L’UE se prépare à une Europe post-pandémique. Bruxelles travaille déjà sur une nouvelle proposition de réforme des règles fiscales, suite au coup porté par la pandémie aux coffres publics de l’UE-27. La Commission européenne veut relancer le débat, pour le moins passionné, entre les membres du club communautaire avant l’été. Et elle entend le faire, en outre, parallèlement à l’examen approfondi que la BCE effectue de sa stratégie pour atteindre la stabilité des prix. La présidence de l’UE et le Parlement européen s’efforcent également de faire avancer le processus de modification des règles fiscales.
L’UE cherche à accélérer la révision en profondeur de sa politique budgétaire et monétaire.

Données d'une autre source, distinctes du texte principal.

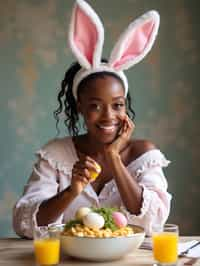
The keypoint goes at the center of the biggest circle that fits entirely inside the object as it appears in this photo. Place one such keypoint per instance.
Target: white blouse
(52, 174)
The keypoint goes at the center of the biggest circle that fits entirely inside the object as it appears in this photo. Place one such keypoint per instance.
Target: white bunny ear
(86, 35)
(135, 42)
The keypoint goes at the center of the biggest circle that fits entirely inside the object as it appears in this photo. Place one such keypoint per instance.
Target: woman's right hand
(81, 173)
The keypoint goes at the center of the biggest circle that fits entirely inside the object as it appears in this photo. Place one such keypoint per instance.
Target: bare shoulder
(139, 147)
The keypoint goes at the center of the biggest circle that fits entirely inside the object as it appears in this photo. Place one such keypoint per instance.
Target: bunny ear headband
(86, 38)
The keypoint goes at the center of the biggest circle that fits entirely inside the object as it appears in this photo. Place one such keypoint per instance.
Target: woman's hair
(67, 102)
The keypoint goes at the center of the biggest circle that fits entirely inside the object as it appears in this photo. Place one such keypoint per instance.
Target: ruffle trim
(61, 166)
(150, 162)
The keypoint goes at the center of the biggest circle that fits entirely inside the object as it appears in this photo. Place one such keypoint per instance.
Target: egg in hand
(94, 174)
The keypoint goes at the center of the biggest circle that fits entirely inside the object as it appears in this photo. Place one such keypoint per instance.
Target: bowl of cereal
(100, 234)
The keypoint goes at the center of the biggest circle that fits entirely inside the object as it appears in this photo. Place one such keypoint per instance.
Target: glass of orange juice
(46, 246)
(165, 245)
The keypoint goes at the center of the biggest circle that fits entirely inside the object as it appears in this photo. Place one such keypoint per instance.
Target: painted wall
(164, 87)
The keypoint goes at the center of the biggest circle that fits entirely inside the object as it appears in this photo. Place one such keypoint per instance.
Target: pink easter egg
(119, 219)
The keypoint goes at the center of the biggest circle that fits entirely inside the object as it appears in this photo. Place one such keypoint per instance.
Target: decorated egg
(94, 174)
(119, 219)
(93, 220)
(81, 212)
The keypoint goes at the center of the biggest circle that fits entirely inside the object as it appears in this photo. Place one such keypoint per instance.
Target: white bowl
(102, 249)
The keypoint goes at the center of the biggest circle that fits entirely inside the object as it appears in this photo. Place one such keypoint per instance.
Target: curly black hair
(67, 102)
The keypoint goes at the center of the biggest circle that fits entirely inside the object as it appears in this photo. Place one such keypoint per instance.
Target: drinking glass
(46, 246)
(165, 245)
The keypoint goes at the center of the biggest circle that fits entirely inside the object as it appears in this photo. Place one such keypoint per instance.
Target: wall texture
(164, 87)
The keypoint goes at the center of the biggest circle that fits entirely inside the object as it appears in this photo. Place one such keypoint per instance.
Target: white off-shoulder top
(52, 173)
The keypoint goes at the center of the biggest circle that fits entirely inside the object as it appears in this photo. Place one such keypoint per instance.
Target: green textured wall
(164, 87)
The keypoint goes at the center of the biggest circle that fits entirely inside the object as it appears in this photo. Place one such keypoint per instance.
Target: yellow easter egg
(94, 174)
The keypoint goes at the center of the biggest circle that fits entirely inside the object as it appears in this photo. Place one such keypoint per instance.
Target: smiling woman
(131, 176)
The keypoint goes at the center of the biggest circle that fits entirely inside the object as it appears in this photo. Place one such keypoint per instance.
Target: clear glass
(165, 245)
(46, 246)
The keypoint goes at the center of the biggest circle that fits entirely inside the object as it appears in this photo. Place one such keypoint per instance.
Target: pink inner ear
(136, 43)
(85, 34)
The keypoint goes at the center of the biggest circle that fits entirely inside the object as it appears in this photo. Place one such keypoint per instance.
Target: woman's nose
(108, 112)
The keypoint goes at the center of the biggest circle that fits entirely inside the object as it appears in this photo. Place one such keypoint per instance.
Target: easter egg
(119, 219)
(93, 220)
(94, 174)
(81, 212)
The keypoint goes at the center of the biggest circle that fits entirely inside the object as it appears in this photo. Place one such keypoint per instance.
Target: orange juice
(165, 247)
(47, 251)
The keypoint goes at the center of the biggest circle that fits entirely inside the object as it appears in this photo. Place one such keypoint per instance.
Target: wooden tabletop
(19, 252)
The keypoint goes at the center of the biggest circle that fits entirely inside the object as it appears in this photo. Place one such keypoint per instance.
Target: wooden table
(19, 252)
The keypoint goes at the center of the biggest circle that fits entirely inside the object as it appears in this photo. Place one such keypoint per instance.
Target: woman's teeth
(107, 128)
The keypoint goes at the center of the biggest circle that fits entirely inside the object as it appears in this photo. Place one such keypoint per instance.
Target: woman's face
(102, 104)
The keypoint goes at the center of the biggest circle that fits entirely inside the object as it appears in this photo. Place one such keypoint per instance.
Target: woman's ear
(78, 107)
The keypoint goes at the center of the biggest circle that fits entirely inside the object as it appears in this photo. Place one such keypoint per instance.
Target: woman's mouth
(107, 129)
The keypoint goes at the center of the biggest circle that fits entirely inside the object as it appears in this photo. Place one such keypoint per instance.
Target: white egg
(93, 220)
(81, 212)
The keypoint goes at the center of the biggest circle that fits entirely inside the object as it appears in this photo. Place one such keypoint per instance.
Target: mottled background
(164, 87)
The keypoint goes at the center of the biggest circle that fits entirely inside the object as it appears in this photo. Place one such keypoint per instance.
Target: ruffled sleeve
(147, 169)
(42, 185)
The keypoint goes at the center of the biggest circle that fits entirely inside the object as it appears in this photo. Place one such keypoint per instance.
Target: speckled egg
(119, 219)
(81, 212)
(93, 220)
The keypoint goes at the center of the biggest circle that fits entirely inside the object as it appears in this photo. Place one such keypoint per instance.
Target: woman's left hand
(123, 137)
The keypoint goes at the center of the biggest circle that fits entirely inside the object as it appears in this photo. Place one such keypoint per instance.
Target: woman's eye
(95, 107)
(118, 106)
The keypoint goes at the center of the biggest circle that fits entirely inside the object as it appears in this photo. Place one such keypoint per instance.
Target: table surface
(19, 252)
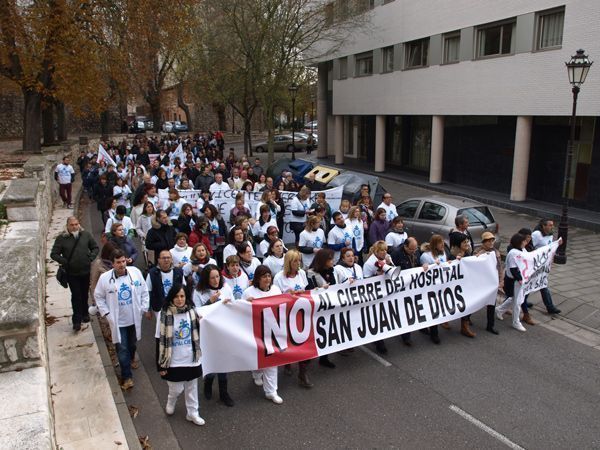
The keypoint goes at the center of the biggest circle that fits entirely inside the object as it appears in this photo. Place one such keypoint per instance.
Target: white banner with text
(284, 329)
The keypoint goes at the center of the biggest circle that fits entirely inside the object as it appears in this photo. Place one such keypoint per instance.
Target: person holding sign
(178, 358)
(262, 286)
(292, 280)
(311, 239)
(512, 282)
(542, 235)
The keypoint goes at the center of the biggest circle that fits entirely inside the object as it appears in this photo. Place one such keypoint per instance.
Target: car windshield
(478, 215)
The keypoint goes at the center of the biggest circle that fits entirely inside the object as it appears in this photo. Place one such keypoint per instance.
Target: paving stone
(581, 313)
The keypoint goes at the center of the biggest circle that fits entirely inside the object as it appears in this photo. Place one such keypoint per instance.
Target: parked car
(282, 143)
(180, 127)
(168, 127)
(305, 137)
(137, 126)
(308, 129)
(424, 216)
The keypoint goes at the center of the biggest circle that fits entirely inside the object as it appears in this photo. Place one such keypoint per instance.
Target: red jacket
(196, 237)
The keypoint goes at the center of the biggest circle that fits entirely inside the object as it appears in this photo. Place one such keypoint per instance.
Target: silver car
(282, 143)
(425, 216)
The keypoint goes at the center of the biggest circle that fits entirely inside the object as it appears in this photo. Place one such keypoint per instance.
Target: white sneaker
(499, 315)
(519, 327)
(274, 398)
(170, 408)
(196, 419)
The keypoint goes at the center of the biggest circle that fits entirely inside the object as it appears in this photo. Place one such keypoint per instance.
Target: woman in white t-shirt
(122, 192)
(434, 252)
(181, 253)
(178, 334)
(275, 257)
(234, 276)
(513, 281)
(211, 289)
(357, 231)
(262, 286)
(292, 280)
(311, 240)
(199, 258)
(248, 263)
(347, 269)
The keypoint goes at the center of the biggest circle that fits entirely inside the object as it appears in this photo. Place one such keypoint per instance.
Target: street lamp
(293, 89)
(578, 68)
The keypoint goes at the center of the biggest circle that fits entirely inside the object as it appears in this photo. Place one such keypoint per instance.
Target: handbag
(61, 273)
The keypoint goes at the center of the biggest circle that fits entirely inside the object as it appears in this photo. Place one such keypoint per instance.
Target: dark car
(180, 127)
(425, 216)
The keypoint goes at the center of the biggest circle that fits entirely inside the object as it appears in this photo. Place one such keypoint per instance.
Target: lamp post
(578, 68)
(293, 90)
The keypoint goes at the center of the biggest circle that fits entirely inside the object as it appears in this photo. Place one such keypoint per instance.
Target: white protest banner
(284, 329)
(535, 267)
(104, 156)
(224, 201)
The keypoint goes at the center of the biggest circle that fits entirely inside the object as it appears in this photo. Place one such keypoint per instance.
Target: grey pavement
(575, 286)
(538, 389)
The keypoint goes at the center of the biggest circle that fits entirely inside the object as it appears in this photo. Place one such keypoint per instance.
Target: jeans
(126, 350)
(65, 193)
(79, 286)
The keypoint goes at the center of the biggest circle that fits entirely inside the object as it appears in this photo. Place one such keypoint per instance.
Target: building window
(550, 29)
(495, 39)
(388, 59)
(343, 68)
(416, 53)
(364, 64)
(451, 47)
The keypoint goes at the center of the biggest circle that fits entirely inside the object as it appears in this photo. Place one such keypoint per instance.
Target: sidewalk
(84, 401)
(575, 287)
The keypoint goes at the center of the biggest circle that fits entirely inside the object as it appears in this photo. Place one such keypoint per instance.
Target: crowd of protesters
(192, 256)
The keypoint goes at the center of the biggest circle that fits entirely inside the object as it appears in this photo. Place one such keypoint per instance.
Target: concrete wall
(532, 83)
(29, 203)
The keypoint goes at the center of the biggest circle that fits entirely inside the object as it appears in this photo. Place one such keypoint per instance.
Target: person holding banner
(262, 286)
(357, 231)
(542, 235)
(300, 207)
(212, 289)
(248, 262)
(321, 274)
(234, 277)
(378, 263)
(512, 283)
(178, 358)
(275, 255)
(487, 246)
(311, 239)
(292, 280)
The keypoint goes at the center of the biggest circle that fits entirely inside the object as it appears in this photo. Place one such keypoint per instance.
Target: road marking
(479, 424)
(375, 356)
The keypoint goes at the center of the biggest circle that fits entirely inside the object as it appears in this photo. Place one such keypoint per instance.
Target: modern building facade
(473, 92)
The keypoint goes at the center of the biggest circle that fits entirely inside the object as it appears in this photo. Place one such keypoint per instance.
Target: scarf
(165, 344)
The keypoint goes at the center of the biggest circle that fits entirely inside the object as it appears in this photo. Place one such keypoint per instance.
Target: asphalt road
(532, 390)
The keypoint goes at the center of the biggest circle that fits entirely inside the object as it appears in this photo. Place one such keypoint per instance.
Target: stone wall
(29, 202)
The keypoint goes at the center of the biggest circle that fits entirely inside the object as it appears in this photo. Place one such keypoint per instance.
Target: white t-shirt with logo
(125, 298)
(201, 298)
(237, 284)
(64, 172)
(181, 255)
(296, 283)
(182, 352)
(314, 239)
(339, 235)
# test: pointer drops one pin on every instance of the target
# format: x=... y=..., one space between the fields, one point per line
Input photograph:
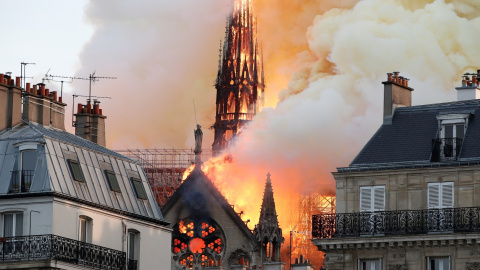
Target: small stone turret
x=268 y=232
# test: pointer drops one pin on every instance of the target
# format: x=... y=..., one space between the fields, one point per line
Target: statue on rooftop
x=198 y=139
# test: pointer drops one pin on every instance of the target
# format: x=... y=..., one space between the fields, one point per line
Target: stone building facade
x=411 y=197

Bruxelles part déjà du principe que la pandémie va à nouveau mettre l’économie en veilleuse après le pire effondrement depuis la fondation du projet européen. À court terme, les restrictions sévères imposées par la nouvelle vague de contagions et les retards dans les livraisons de vaccins compromettent la reprise au point que Rome et Paris se demandent si les 750 000 millions du plan de relance seront suffisants pour relancer l’économie. Et toujours dans l’incertitude de savoir si l’Europe du Sud pourra jouir d’un certain degré de normalité pour la saison estivale, les gouvernements continuent de mettre en place des filets de sécurité pour éviter une mortalité massive des entreprises ou une perte accélérée d’emplois.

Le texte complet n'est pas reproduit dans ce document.